Published November 11 2010
Violin virtuoso brings poise and passion to Fargo
Her fresh-faced smile and lively voice are part of it. So is her sense of humor.
“Never been to North Dakota; never been to either Dakota,” Murray says with a laugh.
But don’t mistake Murray’s youthfulness for inexperience. When the 28-year-old violinist takes the stage to perform Saint-Saëns’ third violin concerto with the Fargo-Moorhead Symphony Orchestra’s Masterworks concerts this weekend, she’ll bring an impressive musical résumé with her.
Her passion for the instrument goes back to the fifth grade, when Murray is said to have practiced five hours a day, though her interest in the violin began even earlier.
“Well, according to my family, I … asked for a violin when I was 2,” says Murray, who grew up in Chicago and Bloomington, Ind.
She would go on to study at Indiana University and began her work at the prestigious Juilliard School of Music at age 19. She won an Avery Fisher Career Grant in 2004 and was a BBC New Generation Artist from 2008 to 2010. She debuted with the Chicago Symphony Orchestra at age 9 and performed as a soloist with the Utah Symphony at age 16.
Murray carries herself with a confidence befitting such experiences. FMSO Music Director Bernard Rubenstein says the concerto Murray will play with the FMSO is technically demanding and very virtuosic. But Murray takes such demands in stride.

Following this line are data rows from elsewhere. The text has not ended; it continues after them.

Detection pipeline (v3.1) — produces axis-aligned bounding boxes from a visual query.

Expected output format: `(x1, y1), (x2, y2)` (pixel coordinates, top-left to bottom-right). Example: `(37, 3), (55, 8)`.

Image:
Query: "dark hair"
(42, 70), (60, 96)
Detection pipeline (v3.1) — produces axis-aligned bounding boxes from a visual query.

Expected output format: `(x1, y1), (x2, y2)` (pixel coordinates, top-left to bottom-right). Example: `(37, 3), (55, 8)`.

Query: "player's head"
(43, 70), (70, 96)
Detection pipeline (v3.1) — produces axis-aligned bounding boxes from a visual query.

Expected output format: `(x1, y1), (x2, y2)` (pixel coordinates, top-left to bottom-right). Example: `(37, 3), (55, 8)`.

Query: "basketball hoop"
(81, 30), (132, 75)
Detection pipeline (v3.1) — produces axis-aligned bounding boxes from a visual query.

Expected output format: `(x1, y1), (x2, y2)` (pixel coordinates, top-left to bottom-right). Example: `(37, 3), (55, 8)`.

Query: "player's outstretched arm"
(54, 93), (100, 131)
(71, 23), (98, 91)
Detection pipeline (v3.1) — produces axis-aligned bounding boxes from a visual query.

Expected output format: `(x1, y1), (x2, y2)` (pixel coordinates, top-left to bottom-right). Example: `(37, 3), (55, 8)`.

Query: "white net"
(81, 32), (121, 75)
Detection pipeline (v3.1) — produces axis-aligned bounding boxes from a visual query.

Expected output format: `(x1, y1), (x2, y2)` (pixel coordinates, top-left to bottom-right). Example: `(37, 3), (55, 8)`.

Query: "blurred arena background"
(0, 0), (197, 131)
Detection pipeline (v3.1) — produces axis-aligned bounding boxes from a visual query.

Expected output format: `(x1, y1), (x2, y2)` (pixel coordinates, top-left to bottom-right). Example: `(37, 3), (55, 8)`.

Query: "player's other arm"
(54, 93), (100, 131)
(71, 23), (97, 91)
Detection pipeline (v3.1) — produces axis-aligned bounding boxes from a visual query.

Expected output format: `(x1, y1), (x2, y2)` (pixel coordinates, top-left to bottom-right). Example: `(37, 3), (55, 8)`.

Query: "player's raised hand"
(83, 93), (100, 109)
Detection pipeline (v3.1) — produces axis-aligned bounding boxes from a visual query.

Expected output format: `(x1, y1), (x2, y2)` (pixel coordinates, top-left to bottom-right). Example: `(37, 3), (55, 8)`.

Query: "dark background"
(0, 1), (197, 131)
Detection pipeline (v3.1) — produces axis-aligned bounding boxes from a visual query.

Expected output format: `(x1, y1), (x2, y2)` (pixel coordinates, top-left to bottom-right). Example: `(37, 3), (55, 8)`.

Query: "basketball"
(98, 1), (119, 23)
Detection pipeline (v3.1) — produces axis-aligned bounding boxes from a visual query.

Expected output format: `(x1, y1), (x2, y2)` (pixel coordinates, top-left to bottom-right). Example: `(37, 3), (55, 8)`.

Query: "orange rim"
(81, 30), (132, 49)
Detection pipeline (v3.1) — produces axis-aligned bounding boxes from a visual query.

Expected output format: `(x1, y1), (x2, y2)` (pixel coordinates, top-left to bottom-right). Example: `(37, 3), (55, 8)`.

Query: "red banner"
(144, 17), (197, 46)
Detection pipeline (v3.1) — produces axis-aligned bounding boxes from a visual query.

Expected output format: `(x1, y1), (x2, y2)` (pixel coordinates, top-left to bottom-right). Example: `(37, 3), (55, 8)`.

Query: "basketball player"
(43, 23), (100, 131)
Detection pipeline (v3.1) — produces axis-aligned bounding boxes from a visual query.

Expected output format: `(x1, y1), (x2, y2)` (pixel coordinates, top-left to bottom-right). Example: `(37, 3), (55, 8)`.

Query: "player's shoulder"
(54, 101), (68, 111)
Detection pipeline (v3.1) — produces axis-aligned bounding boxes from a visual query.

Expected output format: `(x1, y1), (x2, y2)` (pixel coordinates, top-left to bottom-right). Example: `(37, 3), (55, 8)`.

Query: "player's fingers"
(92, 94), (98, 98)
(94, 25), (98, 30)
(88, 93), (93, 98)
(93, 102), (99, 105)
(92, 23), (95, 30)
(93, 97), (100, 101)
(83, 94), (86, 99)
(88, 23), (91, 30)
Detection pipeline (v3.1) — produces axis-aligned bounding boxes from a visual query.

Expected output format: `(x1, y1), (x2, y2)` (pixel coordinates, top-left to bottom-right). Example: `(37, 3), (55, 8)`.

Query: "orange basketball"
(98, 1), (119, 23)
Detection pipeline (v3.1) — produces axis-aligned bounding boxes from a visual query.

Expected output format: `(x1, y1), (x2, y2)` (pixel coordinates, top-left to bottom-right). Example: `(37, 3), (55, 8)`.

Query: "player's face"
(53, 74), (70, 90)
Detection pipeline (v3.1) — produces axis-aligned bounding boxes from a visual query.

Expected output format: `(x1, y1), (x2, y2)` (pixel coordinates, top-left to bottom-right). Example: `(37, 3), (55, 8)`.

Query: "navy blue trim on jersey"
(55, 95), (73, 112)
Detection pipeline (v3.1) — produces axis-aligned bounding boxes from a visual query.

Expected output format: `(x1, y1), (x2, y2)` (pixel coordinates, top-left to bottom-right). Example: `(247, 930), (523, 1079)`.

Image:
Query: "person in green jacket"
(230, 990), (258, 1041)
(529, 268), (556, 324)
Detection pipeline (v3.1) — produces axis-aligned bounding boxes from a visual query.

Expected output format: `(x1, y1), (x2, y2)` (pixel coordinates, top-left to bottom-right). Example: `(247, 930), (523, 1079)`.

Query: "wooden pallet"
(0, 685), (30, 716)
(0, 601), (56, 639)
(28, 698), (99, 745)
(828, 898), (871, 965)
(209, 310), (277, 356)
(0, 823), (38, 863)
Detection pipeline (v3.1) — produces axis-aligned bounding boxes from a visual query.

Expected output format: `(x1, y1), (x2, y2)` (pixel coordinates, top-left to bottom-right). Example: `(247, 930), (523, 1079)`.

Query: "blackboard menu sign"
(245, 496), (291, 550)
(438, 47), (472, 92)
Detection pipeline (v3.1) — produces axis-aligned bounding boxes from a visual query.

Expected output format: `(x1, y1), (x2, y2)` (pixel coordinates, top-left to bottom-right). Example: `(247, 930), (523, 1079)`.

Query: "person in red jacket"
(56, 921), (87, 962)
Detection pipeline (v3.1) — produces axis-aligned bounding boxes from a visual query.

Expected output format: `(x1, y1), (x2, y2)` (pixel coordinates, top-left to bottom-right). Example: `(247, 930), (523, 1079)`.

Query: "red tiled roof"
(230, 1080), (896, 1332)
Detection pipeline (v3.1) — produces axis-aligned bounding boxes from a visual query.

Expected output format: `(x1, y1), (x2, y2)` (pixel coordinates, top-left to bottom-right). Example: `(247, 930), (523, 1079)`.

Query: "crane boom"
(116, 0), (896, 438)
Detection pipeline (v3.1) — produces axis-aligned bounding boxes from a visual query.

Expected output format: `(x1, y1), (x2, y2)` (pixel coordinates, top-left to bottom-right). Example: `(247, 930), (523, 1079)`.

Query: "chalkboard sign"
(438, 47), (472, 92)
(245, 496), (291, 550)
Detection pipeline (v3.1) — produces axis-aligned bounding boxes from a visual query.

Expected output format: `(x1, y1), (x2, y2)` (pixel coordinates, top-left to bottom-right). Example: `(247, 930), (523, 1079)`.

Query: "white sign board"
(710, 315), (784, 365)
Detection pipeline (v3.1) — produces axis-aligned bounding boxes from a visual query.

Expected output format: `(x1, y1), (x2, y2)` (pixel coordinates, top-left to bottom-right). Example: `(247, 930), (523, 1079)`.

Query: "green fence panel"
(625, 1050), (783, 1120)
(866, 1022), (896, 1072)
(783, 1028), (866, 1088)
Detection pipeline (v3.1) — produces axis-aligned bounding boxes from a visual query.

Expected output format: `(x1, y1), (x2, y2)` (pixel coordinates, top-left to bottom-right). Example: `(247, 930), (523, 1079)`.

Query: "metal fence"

“You know, for me it becomes about telling that story, and if flying 100 miles per hour is part of that story then that’s great,” says Murray, who now lives in Manhattan.
FMSO Concertmaster Benjamin Sung knew Murray “just casually” from his own days studying at Indiana University and remembers being struck by how composed she was and the absence of nervousness about her. He describes her playing even at that time as “elegant” and speaks of her “natural musicianship.”
Performing seems to be a labor of love for Murray.
“There’s a great energy there that’s built up between performer and audience,” she says. “It can be many things. It can be educational. It can be inspirational. It can be difficult. It can be (with ease) or not. And every audience is different and every situation is different. Every hall is different. And I really enjoy stepping into each of these situations which seem so similar but are all so different.”
Despite the quiet and reserved nature of a symphonic performance, Murray says she can feel the response of the audience as she plays.
“You know, it’s like a vibe,” she says. “It’s not something you can really put your finger on. It’s not something that you can say it’s this, you know, but it’s something that you definitely feel. I feel it very strongly.”
Murray’s stop in Fargo-Moorhead will be one of many for the well-traveled former child prodigy. She estimates that she spends an average of about four days a week on the road.
Her travels have taken her from Copenhagen to Shanghai to Carnegie Hall to Berlin.
But like the challenges of virtuosic music, the up-and-coming classical soloist takes the road in stride.
“It’s a lot of traveling,” she says, “but I love traveling so it works out pretty well.”